Important aspects of a job description:
1. Job title
2. Responsibilities
3. Required Qualifications
4. Preferred Qualifications

Some resumes may have:
1. Skills and Competencies
2. Experience Requirements (e.g., "5+ years of marketing experience")

These extra sections can be grouped under "Required Qualifications"

In [2]:
from utils.with_structured_output import with_structured_output
from pydantic import BaseModel, RootModel, Field
from pprint import pprint

In [14]:
class JobDescription(BaseModel):
    job_title: str                      = Field(..., alias="Job Title")
    responsibilities: list[str]         = Field(..., alias="Responsibilities")
    required_qualifications: list[str]  = Field(..., alias="Required Qualifications")
    preferred_qualifications: list[str] = Field(..., alias="Preferred Qualifications")

In [33]:
JOB_DESC_EXTRACTION_TEMPLATE = """
You are an expert at parsing important information from job descriptions. Given a job description, your job is to parse key details from it in this format:
    {{
        "Job Title": "<Job Title>",
        "Responsibilities": ["list", "of", "responsibilities"],
        "Required Qualifications": ["list", "of", "required", "qualifications"],
        "Preferred Qualifications:" ["list", "of", "preferred", "qualifications"]
    }}
    
Note that the job title will usually be the first line of text from the job description. **If there is no clear job title, please use the context provided to infer the job title.**

Some job descriptions may have a "Skills and Competencies" section or "Experience Requirements." These should be grouped together under "Required Qualifications."

Job descriptions may have sections that do not exactly match one of the sections defined in the output format. If this is the case, please use surrounding context to infer which output section is relevant. For example, "What we need to see" is equivalent to "Required Qualifications."

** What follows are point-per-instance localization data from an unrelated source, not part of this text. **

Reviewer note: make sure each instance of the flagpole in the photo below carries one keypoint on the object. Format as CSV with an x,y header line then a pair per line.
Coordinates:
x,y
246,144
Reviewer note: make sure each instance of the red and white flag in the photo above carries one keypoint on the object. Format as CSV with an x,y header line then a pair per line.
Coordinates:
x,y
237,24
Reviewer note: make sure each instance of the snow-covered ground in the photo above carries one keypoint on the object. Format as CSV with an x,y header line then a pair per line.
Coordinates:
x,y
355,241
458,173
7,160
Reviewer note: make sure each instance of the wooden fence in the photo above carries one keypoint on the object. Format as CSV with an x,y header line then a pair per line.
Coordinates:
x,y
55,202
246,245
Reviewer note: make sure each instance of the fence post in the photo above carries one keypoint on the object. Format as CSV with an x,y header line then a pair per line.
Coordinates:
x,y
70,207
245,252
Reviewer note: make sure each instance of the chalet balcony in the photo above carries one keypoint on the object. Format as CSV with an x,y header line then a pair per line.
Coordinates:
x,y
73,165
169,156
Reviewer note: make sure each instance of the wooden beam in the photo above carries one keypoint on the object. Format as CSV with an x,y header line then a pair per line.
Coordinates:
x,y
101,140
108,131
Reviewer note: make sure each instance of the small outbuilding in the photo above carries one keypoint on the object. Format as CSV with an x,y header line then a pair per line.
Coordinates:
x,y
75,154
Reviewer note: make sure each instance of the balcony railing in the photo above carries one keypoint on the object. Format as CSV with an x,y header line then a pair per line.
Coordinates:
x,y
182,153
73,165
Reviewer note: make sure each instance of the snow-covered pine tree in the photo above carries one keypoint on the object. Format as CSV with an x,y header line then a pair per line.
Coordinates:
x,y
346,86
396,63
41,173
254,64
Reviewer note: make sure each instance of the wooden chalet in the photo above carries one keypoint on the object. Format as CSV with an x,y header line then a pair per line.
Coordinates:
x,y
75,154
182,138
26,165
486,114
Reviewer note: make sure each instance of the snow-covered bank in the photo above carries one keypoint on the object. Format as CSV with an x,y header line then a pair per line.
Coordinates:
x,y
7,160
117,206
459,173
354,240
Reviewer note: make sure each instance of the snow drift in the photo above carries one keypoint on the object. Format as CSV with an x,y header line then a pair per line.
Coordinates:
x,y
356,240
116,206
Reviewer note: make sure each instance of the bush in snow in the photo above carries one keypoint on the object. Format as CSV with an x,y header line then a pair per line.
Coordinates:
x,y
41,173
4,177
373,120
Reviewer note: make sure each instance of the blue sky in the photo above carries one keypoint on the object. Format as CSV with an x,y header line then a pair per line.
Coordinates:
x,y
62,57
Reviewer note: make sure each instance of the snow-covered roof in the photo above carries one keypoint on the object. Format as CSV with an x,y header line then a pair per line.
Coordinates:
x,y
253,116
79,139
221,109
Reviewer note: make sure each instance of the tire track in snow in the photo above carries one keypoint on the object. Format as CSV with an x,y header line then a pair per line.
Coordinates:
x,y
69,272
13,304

Often, entries listed under "Responsibilities," "Required Qualifications," and "Preferred Qualifications" (or equivalent) will be formatted as a bulleted list. Please include all items from the bulleted list. 

**Ensure there is no overlap between output sections.** For example, the same information should not appear in both "Responsibilities" and "Required Qualifications."

Job Description text:
{job_desc}

Output:
"""

In [37]:
with open("../sample-data/google-swe-senior.txt", "r") as file:
    job_desc = file.read()

In [38]:
job_desc = with_structured_output(
    prompt=JOB_DESC_EXTRACTION_TEMPLATE.format(job_desc=job_desc),
    schema=JobDescription)
pprint(job_desc.model_dump())

{'job_title': 'Senior Software Engineer, AI/ML GenAI',
 'preferred_qualifications': ["Master's degree or PhD in Computer Science or "
                              'related technical field.',
                              '1 year of experience in a technical leadership '
                              'role.',
                              'Experience developing accessible technologies.'],
 'required_qualifications': ['Bachelor’s degree or equivalent practical '
                             'experience.',
                             '5 years of experience with software development '
                             'in one or more programming languages, and with '
                             'data structures/algorithms.',
                             '3 years of experience testing, maintaining, or '
                             'launching software products, and 1 year of '
                             'experience with software design and '
                             'architecture.',